One day after plantar incision, guarding behavior is usually significantly elevated [5]. We compared the SA of primary afferent nociceptors from rats that had undergone plantar incision [29] which included incision in skin, fascia and muscle one day earlier to those that had undergone sham operation (Fig. 3). The nociceptors studied from the incision group innervated, at least in part, the area of the incision. Thirty-nine afferent fibers were recorded in the sham-operated group and 28 fibers were recorded in the plantar incision group on postoperative day 1, Eleven of 28 nociceptors had SA in the incision group; the average frequency was approximately 17 imp/sec. In this study, the majority of spontaneously active Aδ and C-fibers’ activity was greater than 15 imp/sec after incision. In the sham group, no afferents were spontaneously active. The origin of the SA was the incised tissue because local anesthetic infiltrated into the receptive field of the nociceptor in the hindpaw eliminated the activity [29] It was surprising that the rate of SA was quite high in some nociceptive fibers.
Figure 3.
Spontaneous activity in nociceptors one day after plantar incision [29]. A: Schematic of in vivo recording from nociceptors from rats that underwent hindpaw incision.

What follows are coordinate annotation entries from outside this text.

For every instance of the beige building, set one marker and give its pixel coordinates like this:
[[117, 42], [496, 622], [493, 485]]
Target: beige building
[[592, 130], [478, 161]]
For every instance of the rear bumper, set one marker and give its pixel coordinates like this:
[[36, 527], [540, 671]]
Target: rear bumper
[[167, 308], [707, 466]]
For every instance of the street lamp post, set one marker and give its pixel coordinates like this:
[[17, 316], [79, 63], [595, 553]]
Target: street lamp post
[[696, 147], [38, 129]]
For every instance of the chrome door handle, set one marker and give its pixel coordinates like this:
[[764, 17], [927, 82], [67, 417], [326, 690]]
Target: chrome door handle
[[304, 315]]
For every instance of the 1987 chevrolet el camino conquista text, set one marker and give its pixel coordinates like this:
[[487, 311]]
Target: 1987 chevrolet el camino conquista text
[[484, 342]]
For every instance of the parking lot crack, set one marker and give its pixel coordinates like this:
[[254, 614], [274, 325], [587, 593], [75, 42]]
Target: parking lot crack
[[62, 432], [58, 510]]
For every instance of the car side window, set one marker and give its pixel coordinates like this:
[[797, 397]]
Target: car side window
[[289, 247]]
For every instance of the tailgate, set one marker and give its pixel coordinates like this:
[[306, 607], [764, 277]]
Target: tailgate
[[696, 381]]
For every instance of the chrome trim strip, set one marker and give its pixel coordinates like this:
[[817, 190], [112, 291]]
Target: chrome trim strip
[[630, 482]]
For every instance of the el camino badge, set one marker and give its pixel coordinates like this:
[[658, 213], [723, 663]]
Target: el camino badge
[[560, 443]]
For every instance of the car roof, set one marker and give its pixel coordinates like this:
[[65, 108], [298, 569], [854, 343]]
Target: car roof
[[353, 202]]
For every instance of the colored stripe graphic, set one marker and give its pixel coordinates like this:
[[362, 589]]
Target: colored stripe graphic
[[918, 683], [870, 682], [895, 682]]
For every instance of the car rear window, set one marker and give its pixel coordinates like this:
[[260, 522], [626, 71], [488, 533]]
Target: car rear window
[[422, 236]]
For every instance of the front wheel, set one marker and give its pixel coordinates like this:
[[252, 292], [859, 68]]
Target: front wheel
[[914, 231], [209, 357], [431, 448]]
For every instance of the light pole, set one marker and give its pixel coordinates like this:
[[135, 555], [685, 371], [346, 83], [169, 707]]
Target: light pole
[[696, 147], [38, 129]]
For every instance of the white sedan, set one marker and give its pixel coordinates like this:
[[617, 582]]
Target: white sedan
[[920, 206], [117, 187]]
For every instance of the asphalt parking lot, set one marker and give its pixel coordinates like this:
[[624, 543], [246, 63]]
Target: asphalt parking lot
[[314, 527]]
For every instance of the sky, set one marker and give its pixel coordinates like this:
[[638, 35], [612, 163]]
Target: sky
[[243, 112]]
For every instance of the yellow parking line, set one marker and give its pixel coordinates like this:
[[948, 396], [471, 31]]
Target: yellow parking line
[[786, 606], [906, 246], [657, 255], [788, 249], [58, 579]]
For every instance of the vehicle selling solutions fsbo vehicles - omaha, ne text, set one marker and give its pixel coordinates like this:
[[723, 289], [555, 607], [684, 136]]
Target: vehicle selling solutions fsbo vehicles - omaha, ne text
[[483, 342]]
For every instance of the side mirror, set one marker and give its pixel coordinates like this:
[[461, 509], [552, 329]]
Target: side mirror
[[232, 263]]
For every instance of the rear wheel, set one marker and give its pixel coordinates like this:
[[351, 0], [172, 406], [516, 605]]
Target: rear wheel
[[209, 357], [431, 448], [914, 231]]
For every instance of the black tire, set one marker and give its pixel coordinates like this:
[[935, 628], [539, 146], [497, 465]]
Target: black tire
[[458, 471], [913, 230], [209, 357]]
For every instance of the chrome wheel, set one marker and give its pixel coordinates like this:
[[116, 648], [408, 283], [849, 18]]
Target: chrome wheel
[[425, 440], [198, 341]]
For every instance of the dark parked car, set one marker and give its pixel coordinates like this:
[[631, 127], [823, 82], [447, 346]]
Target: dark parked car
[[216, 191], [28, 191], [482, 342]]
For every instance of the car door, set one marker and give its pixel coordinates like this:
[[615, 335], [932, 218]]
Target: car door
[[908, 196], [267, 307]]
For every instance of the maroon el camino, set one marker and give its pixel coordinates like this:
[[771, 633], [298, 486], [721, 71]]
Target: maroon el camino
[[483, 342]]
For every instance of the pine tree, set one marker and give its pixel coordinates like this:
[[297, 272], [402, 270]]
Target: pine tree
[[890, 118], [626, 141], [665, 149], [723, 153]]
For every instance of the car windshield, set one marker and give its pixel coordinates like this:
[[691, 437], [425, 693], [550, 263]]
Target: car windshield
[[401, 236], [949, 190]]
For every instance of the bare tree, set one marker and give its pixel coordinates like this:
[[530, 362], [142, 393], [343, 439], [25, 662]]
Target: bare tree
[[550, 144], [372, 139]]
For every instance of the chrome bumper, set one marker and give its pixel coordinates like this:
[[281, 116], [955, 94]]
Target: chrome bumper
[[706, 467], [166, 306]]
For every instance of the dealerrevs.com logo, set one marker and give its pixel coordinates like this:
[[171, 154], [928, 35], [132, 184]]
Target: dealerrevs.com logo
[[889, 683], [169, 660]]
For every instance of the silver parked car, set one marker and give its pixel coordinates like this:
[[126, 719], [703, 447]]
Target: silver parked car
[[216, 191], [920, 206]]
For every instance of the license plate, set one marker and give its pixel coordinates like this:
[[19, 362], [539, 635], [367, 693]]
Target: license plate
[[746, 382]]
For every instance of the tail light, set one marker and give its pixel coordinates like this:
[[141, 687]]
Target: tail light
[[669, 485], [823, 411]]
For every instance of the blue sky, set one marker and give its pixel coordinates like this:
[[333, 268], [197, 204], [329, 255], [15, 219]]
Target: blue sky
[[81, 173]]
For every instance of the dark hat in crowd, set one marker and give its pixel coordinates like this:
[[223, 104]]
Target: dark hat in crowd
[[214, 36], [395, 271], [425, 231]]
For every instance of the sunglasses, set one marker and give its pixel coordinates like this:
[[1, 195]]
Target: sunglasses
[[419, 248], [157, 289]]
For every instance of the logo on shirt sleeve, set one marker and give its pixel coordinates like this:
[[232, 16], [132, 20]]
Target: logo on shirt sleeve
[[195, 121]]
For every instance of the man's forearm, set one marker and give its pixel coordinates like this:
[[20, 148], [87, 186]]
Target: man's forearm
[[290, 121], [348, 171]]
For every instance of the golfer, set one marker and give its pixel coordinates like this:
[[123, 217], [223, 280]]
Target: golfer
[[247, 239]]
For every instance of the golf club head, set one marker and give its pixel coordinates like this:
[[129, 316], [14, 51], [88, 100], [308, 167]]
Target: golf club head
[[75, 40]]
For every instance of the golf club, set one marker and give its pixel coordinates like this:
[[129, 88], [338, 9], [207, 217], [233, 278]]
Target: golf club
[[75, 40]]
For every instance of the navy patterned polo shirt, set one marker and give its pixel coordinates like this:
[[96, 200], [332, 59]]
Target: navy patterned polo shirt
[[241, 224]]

B: Example of spontaneous action potentials recorded from nociceptor in rat that underwent plantar incision. C: Percentage of nociceptors with spontaneous activity in the control group that underwent a sham operation and group that underwent skin, fascia and muscle incision [29; 42]. D: Mean rate of spontaneous activity of nociceptors that underwent skin, fascia and muscle incision [29; 42].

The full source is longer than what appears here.